Nah gambar di bawah ini merupakan beberapa tempat yang memang didedikasikan untuk menjual atau mengabadikan berbagai anime atau manga:
(Kiri atas) Den Den Town, Osaka: satu tempat dimana banyak toko yang menjual berbagai mainan berkarakter.
(Kanan atas) Pokemon Center, Tokyo: bukan, Pokemon Center ini bukan rumah sakit untuk Pokemon seperti di cerita, tapi tempat yang menjual barang-barang original berbau Pokemon! Pokemon Center tidak hanya ada di Tokyo tapi terletak di beberapa kota di Jepang.
(Kiri bawah) Ghibli Museum, Mitaka: nah ini favorit gue! Di sini surganya bagi para pecinta Studio Ghibli. Dengan 1000 yen saja, kita bisa tau seperti apa proses dibalik berbagai masterpiece Studio Ghibli, menonton hasil pembuatan film, membeli souvenir original Ghibli. Sayangnya, kita ga boleh foto isi museumnya.
(Kanan bawah) Fujiko F Fujio Museum, Kanagawa: kalau yang satu ini mungkin lebih dikenal sebagai museum Doraemon, ya. Tapi sebenarnya, museum ini didirikan untuk melestarikan karya-karya dari Fujiko F. Fujio. Jadi, tidak hanya Doraemon, kita juga bisa menikmati karya-karya lain dari beliau seperti P-Man dan Esper Mami.
N - Negeri festivals
Oke, lagi-lagi akronim yang agak maksa, haha. Tapi jangan salah fokus! Jepang memang terkenal dengan berbagai festival yang dimilikinya, hampir setiap waktu. Festival atau yang dikenal dengan matsuri adalah pesta besar yang dilakukan untuk memperingati sesuatu. Memang Jepang masih kental dengan kepercayaan spiritual dan pada dasarnya budaya mereka masih terlekat erat hingga pada kehidupan modern saat ini. Banyak hal yang diperingati oleh orang Jepang melalui suatu festival. Berbagai festival di Jepang pun sudah ada sejak lama, bahkan pada sekitar tahun 1700-an.
Hanami Festival
Hmm, sebenarnya ini lebih bersifat unofficial sih karena tidak diselenggarakan pada tempat tertentu. Sederhananya, seperti yang sudah diketahui pula, kita bisa menikmati bermekarannya bunga sakura pada musim semi dengan menggelar pinik cantik di bawah pohon Sakura. Pada festival ini biasanya terdapat berbagai kegiatan seperti art performance, minum bir, dan sebagainya. Biasanya bunga sakura sudah mekar pada bulan Maret dan bergantian di berbagai tempat hingga akhir April.

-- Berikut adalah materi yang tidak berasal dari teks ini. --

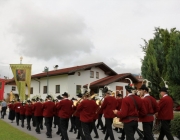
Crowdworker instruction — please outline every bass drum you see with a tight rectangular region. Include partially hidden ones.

(photo: http://www.japan-guide.com/e/e2011.html)
Gion Matsuri
Nah kalau festival satu ini diadakan dalam satu bulan penuh di bulan Juli yang tujuan awalnya untuk penyucian. Pada festival ini akan banyak sekali lampion yang dipasang untuk menghiasi jalan-jalan yang dilalui oleh 40 yamaboko yakni kendaraan berod yang ditarik oleh banyak orang. Gion Matsuri merupakan salah satu festival yang paling digemari. Bertempat di Kyoto, kalian akan banyak melihat para pengunjung berpakaian yukata musim panas datang ke festival ini.
(photo: http://www.japan-guide.com/e/e3942.html)
Sapporo Snow Festival
Festival musim dingin ini selalu hampir selalu diadakan pada bulan Februari di Hokkaido, Sapporo selama satu minggu. Dalam festival ini dipertunjukkan berbagai bentuk es yang dipahat dengan cantik beserta lampu warna-warni.
(photo: http://www.japan-guide.com/e/e5311.html)
G - GO!
Tunggu apa lagi? Yuk cus budgeting dan cus ke Japan!